What’s your view then of the biggest issues that face all independent accountability mechanisms? Is it the threat of reprisals to people who bring complaints? Remedy for communities? Access to the mechanisms themselves?
I think one thing that really worries me going into the future is … how do you enable the accountability mechanism to be effective and carry out its work? I think this is an ongoing tension that anyone working in accountability mechanisms has to deal with. There are always forces, sometimes internal, sometimes external, that are looking to limit the power and the ability of the accountability mechanism to do its job. We are constantly pushing against a force that is trying to limit what we can do.
Could you expand on that?
There is a natural tension when an investigatory body scrutinizes a project of a multilateral development bank. In a way, we are at a time and place when institutions need independent mechanisms but the nature of the work can be uncomfortable to those who are being held accountable. Please note I am talking broadly here about accountability in general. A challenge for our independence is to avoid a situation that can lead to an unwanted place where you have an accountability mechanism that actually is not effective, that can’t do its work, but exists. It’s like an insurance package that is a cost to bear for an institution, but, from the institution’s perspective, there can sometimes be a risk that the institution is quite happy for the mechanism not to do anything.
Can you talk about the value of working on accountability issues?

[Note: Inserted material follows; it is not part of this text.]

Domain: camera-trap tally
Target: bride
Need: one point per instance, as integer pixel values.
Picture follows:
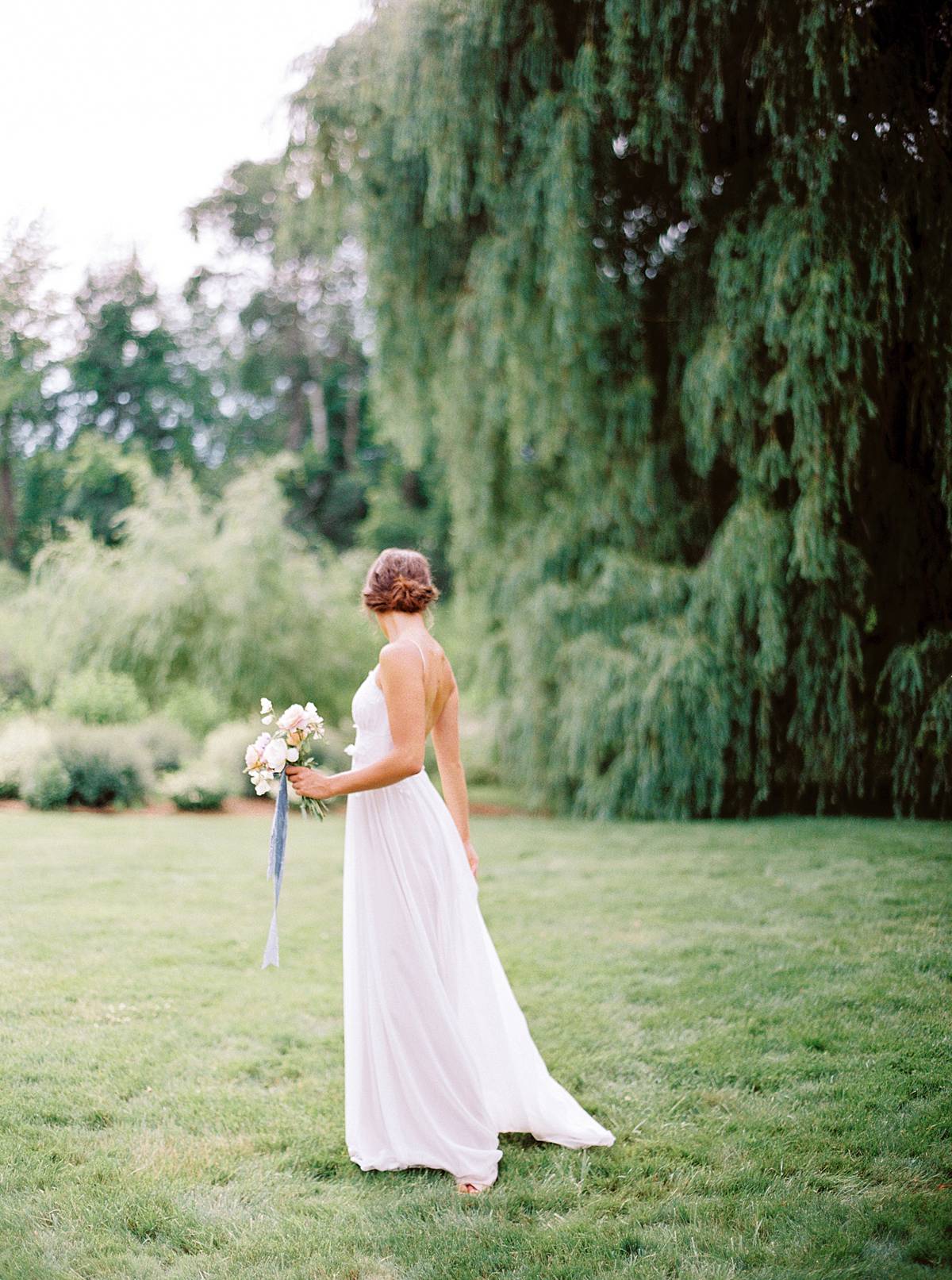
(438, 1056)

Do you think for World Bank staff, or staff at any multilateral development bank, it would be worthwhile to work for a few years on an independent accountability mechanism?
I totally do, because you get to see a development project from a completely different perspective. On the Inspection Panel, you have the opportunity to do an in-depth forensic analysis of how some of the World Bank’s projects are being managed on the ground, specifically on the application of environmental and social policies and standards. I think that experience is invaluable. At the same I think it is important to understand, as in the case of all jobs, the importance of trade-offs. For instance, while the work is always interesting and diverse, the opportunities for vertical progression can often get capped at a certain level, which I may add is common to a number of organizations.
However, I believe working at the Inspection Panel can totally change how you would approach your work and give you a much greater depth of understanding of the impacts of development. And it would give you a lot more confidence and expertise on how to manage those projects as no two cases are the same. It also gives you access to the most senior level of decision makers, which is unique compared to other areas of work.